Érase una vez en que yo regresaba por la carretera después del paseíto que hago al atardecer hasta un bosque que es de mi gusto, cuando, al llegar a una parte en que, debido a la pendiente de la montaña, te encuentras encerrado entre un muro que trepa por la izquierda y un precipicio que desciende por la derecha hacia el Lago Esmeralda, me di de bruces con la multitudinaria tribu de macacos que corre por aquí (hace años había contado a más de setenta, pero ahora deben superar el centenar). Puse la mirada sobre el asfalto cumpliendo con mi rol de hombre invisible, y empecé a cruzar entre aquella manada que venía en el sentido contrario. Los tenía por todos lados y no dejaban de llegar más y más.
Todo funcionó según lo esperado hasta que pasó junto a mis piernas una señora que, al estar a punto de tener la regla, la pobre iba un poco alterada, e hizo simplemente lo peor al empezar a chillar como si yo le hubiese mordido su ridícula cola. De forma parecida a cómo sucede con los lobos, los macacos acuden siempre a las llamadas de auxilio y, con ello, se arman frecuentemente unas terroríficas batallas campales en las que se reparten mordiscos a la velocidad del rayo. Y exactamente esto es lo que estaba organizando la monita con sus chillidos histéricos mientras tiraba de mi pantalón.
Tras una primera y errónea reacción en la que me revolví dispuesto a defenderme con la bolsa de tela que uso como honda (en la que llevo la imprescindible y sólida linterna china), lo único que conseguí fue aumentar el coro de monos que daban la alarma señalándome como en “La Invasión de los Ultracuerpos”.

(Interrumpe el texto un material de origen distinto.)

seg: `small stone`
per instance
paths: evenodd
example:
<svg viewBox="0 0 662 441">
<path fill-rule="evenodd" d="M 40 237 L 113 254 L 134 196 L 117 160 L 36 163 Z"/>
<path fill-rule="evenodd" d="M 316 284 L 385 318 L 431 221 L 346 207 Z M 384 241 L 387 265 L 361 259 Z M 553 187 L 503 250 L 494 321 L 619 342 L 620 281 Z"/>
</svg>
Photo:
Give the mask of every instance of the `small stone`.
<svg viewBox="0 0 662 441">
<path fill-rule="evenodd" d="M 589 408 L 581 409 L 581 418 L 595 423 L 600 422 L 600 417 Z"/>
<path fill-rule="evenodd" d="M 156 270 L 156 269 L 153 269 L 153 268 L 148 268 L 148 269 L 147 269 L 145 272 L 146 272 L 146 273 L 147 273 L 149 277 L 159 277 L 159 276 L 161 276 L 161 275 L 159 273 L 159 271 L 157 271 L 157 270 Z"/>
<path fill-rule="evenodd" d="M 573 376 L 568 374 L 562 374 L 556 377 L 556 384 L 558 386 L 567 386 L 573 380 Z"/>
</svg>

Entonces, afortunadamente, tomó los mandos el superviviente que llevo dentro. Teniendo claro que me iba en ello la vida (según dicen, los macacos matan a más gente que los depredadores y las serpientes), reemprendí mi camino con los cojones encogidos y el corazón martilleando, y me obligué a no volver la vista hacia los idiotas peludos que seguían berreando a mis espaldas. Gracias a la señora Sicología, di en el clavo al suponer que los gritones se quedarían dónde estaban, y que, a pesar de lograr juntar a toda la parentela a su alrededor, lo harían cuando ya me hallara a buena distancia y sin que tuviesen claro quién era el supuesto enemigo. Os lo juro: si no me jiñé de miedo fue gracias a la virginidad de mi esfínter.
Faunópolis
Un buen día: Serían las seis de la mañana cuando llegué junto a la tumba de mi difunto amigo Fredy (el hijo de puta descansa, en paz, en la parte más bonita del bosque). Un pollo de “búho marrón” (qué nombre más desaborido para un pájaro tan espectacular) se había posado sobre la cerca metálica y me observaba tranquilamente. Todavía conservaba el inmaculado plumaje blanco; pero, a pesar de seguir siendo un pipiolo, cuando extendió las inmensas alas y voló hasta un árbol cercano instalándose junto a su madre, comprobé que ya igualaba a ésta en tamaño. En la rama de al lado, e igualmente sin perderme de vista, había un segundo “pollito”. Por la tarde, mientras estaba sentado en otro bosque con un porrito entre los dedos y la vista entre las ramas, descubrí de pronto y justo a mi lado, a menos de tres metros, a un ciervo que, debido a la dirección del aire, no se había enterado de mi presencia (excepcionalmente silenciosa, pues casi siempre estoy cantando). ¡Ja! Ambos tuvimos la misma sorpresa en el mismo instante y justo antes de que el ciervo saliese por piernas.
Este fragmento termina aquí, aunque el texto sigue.